You should now be able to finish the homework. The below information is provided for your personal edification

Grammar of graphics

• Uniquely describe any plot based on a defined set of information

• Leland Wilkinson

• Geometric object(s)

  • Data

  • Mapping

  • Statistical transformation

  • Position (allows you to shift objects, e.g., spread out overlapping data points)

• Facets

• Coordinates (coordinate systems other than cartesian, also allows zooming)

Saving plots as new files

• ggsave() function saves whatever the last plot you made was.

• let’s rerun this code:

ggplot(data = invert,
       mapping = aes(x = body_mass_g,
                     y = taxa,
                     fill = taxa)) +
  geom_boxplot() +
  scale_fill_manual(values = c("dodgerblue", "hotpink")) +
  facet_wrap(~month)

• we will now save it into the home directory of our project and name the file:

ggsave("invert_by_month_taxa.jpg")

• The type of the file is determined by the file extension

ggsave("invert_by_month_taxa.jpg")

• if you want to save it in a specific folder, add it as "folder_name\" in front of the file name

  • Make sure you actually have a folder named that before saving!
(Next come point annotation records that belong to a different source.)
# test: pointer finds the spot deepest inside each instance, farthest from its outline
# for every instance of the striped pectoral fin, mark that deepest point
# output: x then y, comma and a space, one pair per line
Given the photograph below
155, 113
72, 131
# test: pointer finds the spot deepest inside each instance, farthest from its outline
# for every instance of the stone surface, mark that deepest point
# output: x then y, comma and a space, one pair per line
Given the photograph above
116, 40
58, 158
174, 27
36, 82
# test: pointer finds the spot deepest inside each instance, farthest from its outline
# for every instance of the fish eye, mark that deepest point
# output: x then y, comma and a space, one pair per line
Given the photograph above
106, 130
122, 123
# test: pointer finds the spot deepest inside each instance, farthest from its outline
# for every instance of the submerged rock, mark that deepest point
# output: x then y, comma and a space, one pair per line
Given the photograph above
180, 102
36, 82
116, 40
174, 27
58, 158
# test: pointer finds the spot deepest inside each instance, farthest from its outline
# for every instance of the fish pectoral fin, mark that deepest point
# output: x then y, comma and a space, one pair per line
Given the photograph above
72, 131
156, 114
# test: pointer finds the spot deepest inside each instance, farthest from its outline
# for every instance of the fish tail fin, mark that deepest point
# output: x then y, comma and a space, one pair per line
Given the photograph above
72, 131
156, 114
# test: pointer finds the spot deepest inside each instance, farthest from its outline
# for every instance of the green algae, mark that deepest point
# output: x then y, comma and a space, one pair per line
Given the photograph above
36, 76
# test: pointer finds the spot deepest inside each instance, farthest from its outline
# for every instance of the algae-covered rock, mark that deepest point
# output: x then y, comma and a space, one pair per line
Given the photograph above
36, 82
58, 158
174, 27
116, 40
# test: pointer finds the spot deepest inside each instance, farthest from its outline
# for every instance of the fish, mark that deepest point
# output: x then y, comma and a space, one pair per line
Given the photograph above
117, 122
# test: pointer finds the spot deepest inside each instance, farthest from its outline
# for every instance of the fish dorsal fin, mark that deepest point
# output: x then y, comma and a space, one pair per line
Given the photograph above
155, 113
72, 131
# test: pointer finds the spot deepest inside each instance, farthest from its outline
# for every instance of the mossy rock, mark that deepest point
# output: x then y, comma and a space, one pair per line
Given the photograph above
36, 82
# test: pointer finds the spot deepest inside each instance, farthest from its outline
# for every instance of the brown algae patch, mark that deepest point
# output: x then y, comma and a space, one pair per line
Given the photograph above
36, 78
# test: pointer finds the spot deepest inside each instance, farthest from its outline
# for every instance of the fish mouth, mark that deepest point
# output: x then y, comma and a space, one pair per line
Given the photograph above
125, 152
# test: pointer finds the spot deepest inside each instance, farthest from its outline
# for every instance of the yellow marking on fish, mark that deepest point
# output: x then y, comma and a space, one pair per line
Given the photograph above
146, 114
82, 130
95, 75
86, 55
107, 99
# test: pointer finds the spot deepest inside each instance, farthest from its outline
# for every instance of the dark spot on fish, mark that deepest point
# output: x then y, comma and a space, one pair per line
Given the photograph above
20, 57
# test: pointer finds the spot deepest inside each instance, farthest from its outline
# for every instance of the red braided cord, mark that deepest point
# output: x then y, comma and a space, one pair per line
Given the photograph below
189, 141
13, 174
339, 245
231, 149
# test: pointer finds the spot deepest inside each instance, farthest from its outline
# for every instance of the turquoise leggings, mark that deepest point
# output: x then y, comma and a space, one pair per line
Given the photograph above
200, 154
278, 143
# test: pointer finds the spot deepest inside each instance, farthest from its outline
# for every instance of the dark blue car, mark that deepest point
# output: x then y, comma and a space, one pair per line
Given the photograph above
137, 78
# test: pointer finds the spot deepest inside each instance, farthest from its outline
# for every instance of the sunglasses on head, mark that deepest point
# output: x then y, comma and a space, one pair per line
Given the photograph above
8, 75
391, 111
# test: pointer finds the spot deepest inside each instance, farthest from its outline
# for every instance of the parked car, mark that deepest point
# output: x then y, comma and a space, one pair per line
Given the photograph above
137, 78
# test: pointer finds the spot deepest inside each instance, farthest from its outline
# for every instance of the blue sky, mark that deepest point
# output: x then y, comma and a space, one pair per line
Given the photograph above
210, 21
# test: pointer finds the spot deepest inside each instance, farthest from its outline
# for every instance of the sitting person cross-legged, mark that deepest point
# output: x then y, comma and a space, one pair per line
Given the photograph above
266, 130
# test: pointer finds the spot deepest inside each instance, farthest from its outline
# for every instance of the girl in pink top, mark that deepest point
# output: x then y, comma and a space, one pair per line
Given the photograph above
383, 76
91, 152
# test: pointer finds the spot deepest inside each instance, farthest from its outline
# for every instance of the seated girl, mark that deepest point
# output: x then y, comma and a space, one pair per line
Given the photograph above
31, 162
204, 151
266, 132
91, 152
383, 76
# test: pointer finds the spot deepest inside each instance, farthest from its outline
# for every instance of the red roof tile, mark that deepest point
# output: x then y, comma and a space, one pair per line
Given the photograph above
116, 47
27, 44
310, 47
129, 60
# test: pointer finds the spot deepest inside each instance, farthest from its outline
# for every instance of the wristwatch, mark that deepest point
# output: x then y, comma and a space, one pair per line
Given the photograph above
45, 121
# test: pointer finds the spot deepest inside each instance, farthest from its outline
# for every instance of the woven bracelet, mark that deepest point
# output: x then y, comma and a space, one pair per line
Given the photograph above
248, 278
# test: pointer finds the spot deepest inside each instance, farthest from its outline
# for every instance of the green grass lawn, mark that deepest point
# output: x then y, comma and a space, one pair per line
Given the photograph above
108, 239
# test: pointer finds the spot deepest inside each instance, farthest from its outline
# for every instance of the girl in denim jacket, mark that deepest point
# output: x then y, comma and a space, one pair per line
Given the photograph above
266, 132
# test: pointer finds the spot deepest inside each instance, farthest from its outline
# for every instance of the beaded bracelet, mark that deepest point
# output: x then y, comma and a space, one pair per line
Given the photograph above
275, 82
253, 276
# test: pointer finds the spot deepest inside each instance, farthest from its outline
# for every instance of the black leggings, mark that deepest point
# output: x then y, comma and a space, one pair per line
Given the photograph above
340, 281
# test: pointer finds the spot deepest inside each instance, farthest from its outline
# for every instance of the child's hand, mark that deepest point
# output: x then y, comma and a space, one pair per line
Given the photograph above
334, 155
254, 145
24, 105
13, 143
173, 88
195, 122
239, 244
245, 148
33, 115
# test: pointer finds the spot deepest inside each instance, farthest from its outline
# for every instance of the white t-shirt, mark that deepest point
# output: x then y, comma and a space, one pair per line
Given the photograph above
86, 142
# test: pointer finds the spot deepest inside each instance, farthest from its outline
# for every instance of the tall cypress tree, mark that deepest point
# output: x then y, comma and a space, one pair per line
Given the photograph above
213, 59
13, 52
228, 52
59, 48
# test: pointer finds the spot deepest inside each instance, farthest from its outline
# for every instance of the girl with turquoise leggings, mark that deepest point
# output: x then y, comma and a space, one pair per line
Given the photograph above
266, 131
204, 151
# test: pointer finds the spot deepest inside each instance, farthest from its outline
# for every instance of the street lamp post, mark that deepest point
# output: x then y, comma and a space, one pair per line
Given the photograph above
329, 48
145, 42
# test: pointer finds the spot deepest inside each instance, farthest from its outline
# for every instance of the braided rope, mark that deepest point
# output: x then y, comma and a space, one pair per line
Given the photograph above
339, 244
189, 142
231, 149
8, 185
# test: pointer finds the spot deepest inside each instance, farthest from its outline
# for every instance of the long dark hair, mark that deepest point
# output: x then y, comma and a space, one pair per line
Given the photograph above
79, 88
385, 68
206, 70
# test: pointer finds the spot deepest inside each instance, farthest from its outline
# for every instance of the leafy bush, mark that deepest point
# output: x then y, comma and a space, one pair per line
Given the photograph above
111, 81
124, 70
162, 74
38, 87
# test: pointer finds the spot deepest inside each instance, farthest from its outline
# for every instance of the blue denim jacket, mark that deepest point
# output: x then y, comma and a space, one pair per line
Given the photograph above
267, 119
• For example, if you followed the recommended file structure for this course, you should have a homework folder.

• to save the last ggplot figure you made as a .png file to your homework folder, enter the following:

ggsave("homework/invert_by_month_taxa.png")

• Check your folder to make sure the file is there.

• Open it to see how it looks

• You may want to delete this from your homework folder so you don’t get confused later.